A Step-By-Step Guide to Predictive Analytics on AWS — Generating Sensor Data with a Raspberry Pi and Storing it on S3

Azada Henze@ Comsysto Reply
comsystoreply
Published in
5 min readMar 3, 2022

Authors: Alexey Konovalenko, Azada Henze

Introduction

For the past decade, AWS has provided numerous services that meet the challenges of both the technological and business world. This is the inspiration for us to contribute to building the bridge between the Industrial IoT and Business Analytics. We have decided on writing a sequence of tutorials that will provide the most essential guidance to build an end-to-end solution for predictive analytics with IoT data. We will not dwell on the details of Raspberry Pi installation, or AWS user guides, for that we have official documentation. Instead, we will help you to follow only the necessary steps to gain the business value from your data with the least effort. Isn’t that what we all strive for, after all?

The setting is the following: this first blog post will help you with setting up a Raspberry Pi with Python to generate sensor data. It will also give a brief overview of how to store the incoming sensor data on S3. The second post will illustrate the steps you need to build an ETL pipeline with AWS Glue and AWS Athena. Finally, we will focus on visualizing and analyzing IoT sensor data on such AWS services as Quicksight and Metabase.

Why Raspberry Pi?

Photo by Harrison Broadbent on Unsplash

The Raspberry Pi is a tiny but powerful computer that can provide an impressive playground for building IoT prototypes. The benefits of using a Raspberry Pi are that you can easily order a Raspberry Pi Kit with the necessary equipment on Amazon and integrate it with one or multiple sensors. There are many sensors you can choose from depending on the IoT use case: motion, sound, temperature and humidity sensors, navigation modules, and many others. Also, you can easily connect it with your screen and keyboard, or access it remotely via ssh. To have a new Raspberry Pi set up and running, you can follow the official documentation here.

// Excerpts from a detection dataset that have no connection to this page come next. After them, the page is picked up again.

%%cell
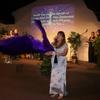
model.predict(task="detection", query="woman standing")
[88,32,96,63]
[46,31,68,99]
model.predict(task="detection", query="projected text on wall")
[31,4,74,25]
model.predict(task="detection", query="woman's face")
[57,34,63,43]
[91,32,95,36]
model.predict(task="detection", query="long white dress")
[49,44,68,95]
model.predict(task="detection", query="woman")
[88,32,96,63]
[45,31,68,99]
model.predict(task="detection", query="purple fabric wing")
[0,20,54,55]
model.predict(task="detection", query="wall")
[13,0,100,61]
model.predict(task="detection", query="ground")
[0,59,100,100]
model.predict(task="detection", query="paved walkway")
[0,60,100,100]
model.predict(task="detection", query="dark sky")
[0,0,100,23]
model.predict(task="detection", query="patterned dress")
[49,44,68,95]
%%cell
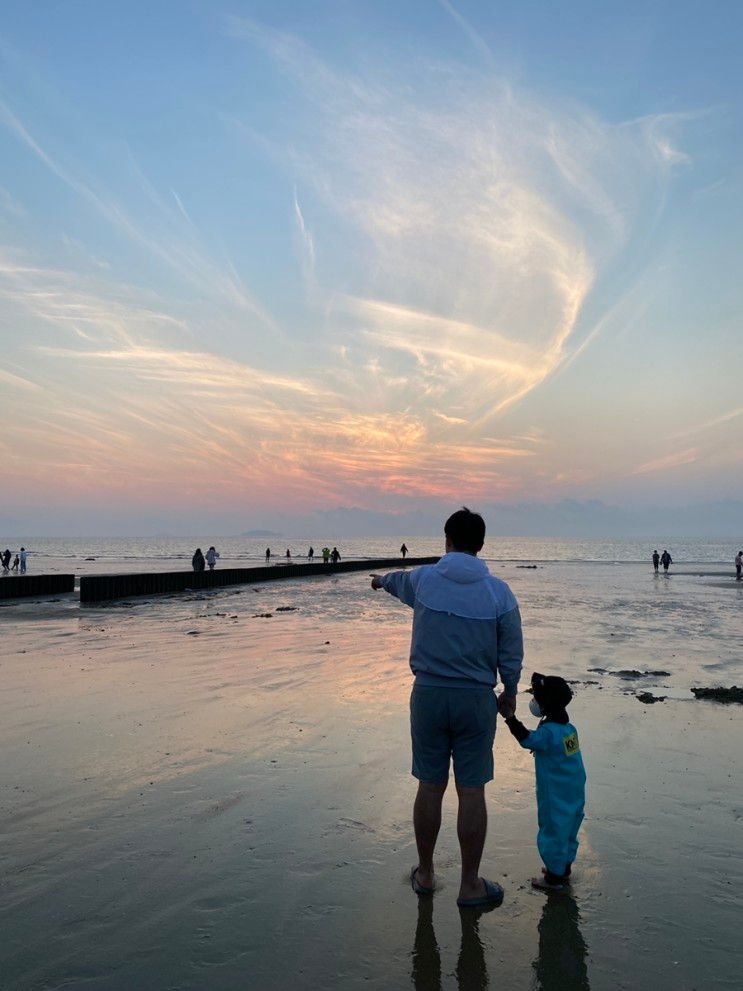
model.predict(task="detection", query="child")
[506,674,586,891]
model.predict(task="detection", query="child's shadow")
[533,894,590,991]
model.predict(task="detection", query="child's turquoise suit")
[508,717,586,878]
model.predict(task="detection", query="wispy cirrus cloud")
[0,17,708,520]
[229,18,683,435]
[632,447,699,475]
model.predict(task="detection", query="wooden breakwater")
[0,575,75,599]
[80,557,438,602]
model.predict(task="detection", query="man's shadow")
[411,894,590,991]
[411,898,489,991]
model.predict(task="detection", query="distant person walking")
[372,509,524,908]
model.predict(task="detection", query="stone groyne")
[80,557,438,602]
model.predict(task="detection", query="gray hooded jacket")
[382,551,524,695]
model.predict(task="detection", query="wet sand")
[0,566,743,991]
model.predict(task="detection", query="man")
[372,508,524,907]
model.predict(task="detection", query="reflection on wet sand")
[534,894,590,991]
[411,895,590,991]
[411,898,490,991]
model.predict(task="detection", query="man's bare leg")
[457,785,488,899]
[413,781,446,888]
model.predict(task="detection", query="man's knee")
[456,785,485,798]
[418,781,448,797]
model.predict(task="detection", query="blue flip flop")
[457,878,503,908]
[410,867,435,895]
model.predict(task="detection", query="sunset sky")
[0,0,743,534]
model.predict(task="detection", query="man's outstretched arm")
[372,571,415,609]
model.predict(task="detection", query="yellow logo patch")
[562,732,580,757]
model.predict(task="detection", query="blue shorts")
[410,685,498,788]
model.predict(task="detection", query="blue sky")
[0,0,743,533]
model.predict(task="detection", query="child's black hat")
[531,671,573,712]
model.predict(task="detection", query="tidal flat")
[0,563,743,991]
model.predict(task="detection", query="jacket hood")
[434,551,490,585]
[416,551,508,619]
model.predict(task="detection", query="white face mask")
[529,699,544,719]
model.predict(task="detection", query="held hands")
[498,692,516,719]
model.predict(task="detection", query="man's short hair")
[444,506,485,554]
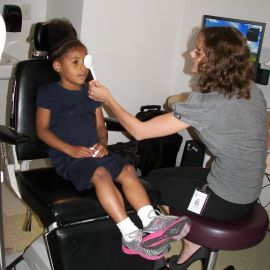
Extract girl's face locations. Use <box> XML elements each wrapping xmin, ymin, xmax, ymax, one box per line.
<box><xmin>53</xmin><ymin>47</ymin><xmax>89</xmax><ymax>90</ymax></box>
<box><xmin>190</xmin><ymin>35</ymin><xmax>205</xmax><ymax>73</ymax></box>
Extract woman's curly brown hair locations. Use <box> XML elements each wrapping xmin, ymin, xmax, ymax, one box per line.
<box><xmin>198</xmin><ymin>27</ymin><xmax>254</xmax><ymax>99</ymax></box>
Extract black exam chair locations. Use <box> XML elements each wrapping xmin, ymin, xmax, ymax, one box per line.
<box><xmin>0</xmin><ymin>23</ymin><xmax>159</xmax><ymax>270</ymax></box>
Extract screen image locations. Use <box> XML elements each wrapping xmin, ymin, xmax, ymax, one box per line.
<box><xmin>203</xmin><ymin>15</ymin><xmax>266</xmax><ymax>73</ymax></box>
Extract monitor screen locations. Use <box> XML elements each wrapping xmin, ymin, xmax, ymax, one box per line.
<box><xmin>203</xmin><ymin>15</ymin><xmax>266</xmax><ymax>76</ymax></box>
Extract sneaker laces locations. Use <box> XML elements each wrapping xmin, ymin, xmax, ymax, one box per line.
<box><xmin>123</xmin><ymin>230</ymin><xmax>143</xmax><ymax>243</ymax></box>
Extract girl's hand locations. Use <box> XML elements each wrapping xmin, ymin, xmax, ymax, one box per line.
<box><xmin>88</xmin><ymin>80</ymin><xmax>111</xmax><ymax>103</ymax></box>
<box><xmin>90</xmin><ymin>143</ymin><xmax>108</xmax><ymax>158</ymax></box>
<box><xmin>67</xmin><ymin>145</ymin><xmax>93</xmax><ymax>158</ymax></box>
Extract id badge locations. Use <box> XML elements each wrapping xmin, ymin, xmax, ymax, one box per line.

For our IoT use case, we used DHT11, an ultra-low-cost temperature and humidity sensor. It is available as a sensor and as a module that has a pull-up resistor and a power-on LED. The temperature range of the sensor is 0–50° C with ±2 °C accuracy. The humidity range is 20–80% with 5% accuracy. There is another sensor, DHT22, that works in a bigger range of humidity of 0–100% and a temperature range of -40 to 80° C. DHT22 offers more accurate measurements of 2–5% and ±0.5° C, but it is also more expensive and has a lower sampling rate.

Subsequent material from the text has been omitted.